Why are people rejecting vaccination? Is it out of convenience? Or sheer ignorance? The tragic death of an 18-monthold in Berlin four years ago showed that even pro-vaccine parents can simply forget to have their children vaccinated. The scant few scientific surveys of skepticism toward vaccinations (“vaccine hesitancy”) that have been conducted in Germany suggest that although the number of true anti-vaxxers in the country is low, the unease often felt by parents is compounded by reports of supposed side effects associated with the vaccination. To make matters worse, these fears are then propagated to larger audiences via social networks, childrearing books and films such as Eingeimpft (Germany, 2017) and Vaxxed (USA, 2016).

Some families are even pursuing a special form of health awareness based partly on conventional medicine, but also on an esoteric image of physical integrity and self-healing. These families often vaccinate their children, but they tend to do so at a later date than officially recommended, that is, when they feel the child is more robust. Sometimes they base their decision selectively on the parent’s own personal sense of the risks.

The key challenge is therefore by no means to silence radical anti-vaxxers. Instead, the most important goal should be to raise awareness of the extent to which non-vaccinated individuals are endangered by measles. People need to understand that non-vaccinated individuals pose a threat to their direct environment as well as to more distant ones, as the Bulgarian case has shown.
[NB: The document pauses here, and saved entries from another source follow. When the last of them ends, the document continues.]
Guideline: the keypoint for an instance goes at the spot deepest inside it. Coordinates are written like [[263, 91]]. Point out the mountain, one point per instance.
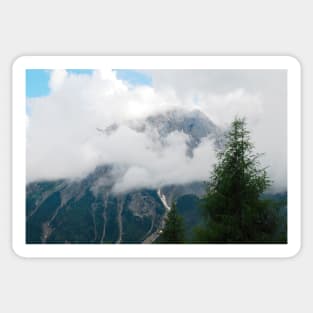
[[84, 211]]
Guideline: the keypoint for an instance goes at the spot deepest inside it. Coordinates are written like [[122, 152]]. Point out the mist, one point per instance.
[[64, 141]]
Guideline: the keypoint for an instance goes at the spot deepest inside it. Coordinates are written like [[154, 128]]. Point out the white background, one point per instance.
[[155, 27]]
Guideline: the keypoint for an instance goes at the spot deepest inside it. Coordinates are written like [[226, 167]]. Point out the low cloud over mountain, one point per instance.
[[154, 135]]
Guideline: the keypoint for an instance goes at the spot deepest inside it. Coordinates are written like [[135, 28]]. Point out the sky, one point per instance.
[[65, 108]]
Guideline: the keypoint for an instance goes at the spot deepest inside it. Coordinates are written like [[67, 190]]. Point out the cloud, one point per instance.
[[63, 140]]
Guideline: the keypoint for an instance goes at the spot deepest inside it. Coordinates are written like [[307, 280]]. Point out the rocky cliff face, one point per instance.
[[86, 211]]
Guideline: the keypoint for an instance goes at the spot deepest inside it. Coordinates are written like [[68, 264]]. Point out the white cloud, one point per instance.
[[57, 78], [62, 140]]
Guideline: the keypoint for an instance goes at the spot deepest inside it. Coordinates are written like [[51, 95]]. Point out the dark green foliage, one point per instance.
[[234, 212], [173, 231]]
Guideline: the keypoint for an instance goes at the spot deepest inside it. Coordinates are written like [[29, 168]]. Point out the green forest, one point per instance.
[[236, 208]]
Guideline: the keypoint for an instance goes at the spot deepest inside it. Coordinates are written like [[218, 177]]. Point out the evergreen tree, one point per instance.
[[233, 208], [173, 231]]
This is why mandatory vaccination has long since become a political issue – far longer than since the recent spike in the number of measles cases.
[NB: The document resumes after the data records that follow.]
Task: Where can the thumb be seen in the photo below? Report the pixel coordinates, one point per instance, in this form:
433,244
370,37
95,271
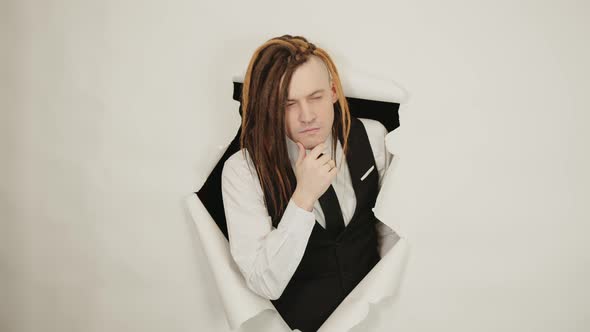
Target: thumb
301,153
While specialist politicians with expertise in the field such as Karl Lauterbach (SPD) and ministers in the CDU/SPD grand coalition regard mandatory vaccination as the correct approach, the left-wing opposition parties, including the Greens and the Left, are pro-vaccine yet want nothing to do with mandatory vaccinations.

They argue that Germany should instead pursue a policy of “persuasion” and “education” designed to stop anti-vaxxers in their tracks. Green Party health expert Kordula Schulz-Asche recently noted that mandatory vaccinations would not solve the real problem; instead, she argued in favor of reaching out to parents as a means of protecting unvaccinated adults and children. What Schulze-Asche did not discuss, however, was how mandatory vaccinations for kindergarten and elementary school children would conflict with a policy of educating adults and older students.

It is not surprising that the various associations that have been providing this “persuasion” and “education” for decades now see things differently than many Bundestag members. Once again in March, the Association of Pediatricians in Germany (BVKJ) and the German Pediatrics Society (DGKJ) came out very strongly in favor of mandatory vaccination.

In the meantime, in environments at higher risk of a breakout, it has become clear that a system of mandatory vaccination anchored in law would bring great relief to schools, childcare facilities and health authorities. Indeed, whenever the virus emerges from its slumber and starts to widen its impact, the first response is to prevent the spread, which means closing schools and childcare facilities and checking the vaccination status of children and adolescents. Pupils at a Hamburg school recently had to have their blood taken to determine whether they were immune to measles or not.

A program of compulsory vaccination, like that recently passed by the Brandenburg state legislature, could prevent the virus from being introduced into childcare facilities and schools. And it might finally make it clear to adults how important it is to have vaccine protection against the disease. Not least for themselves.

Kathrin Zinkant
is a science editor at Süddeutsche Zeitung.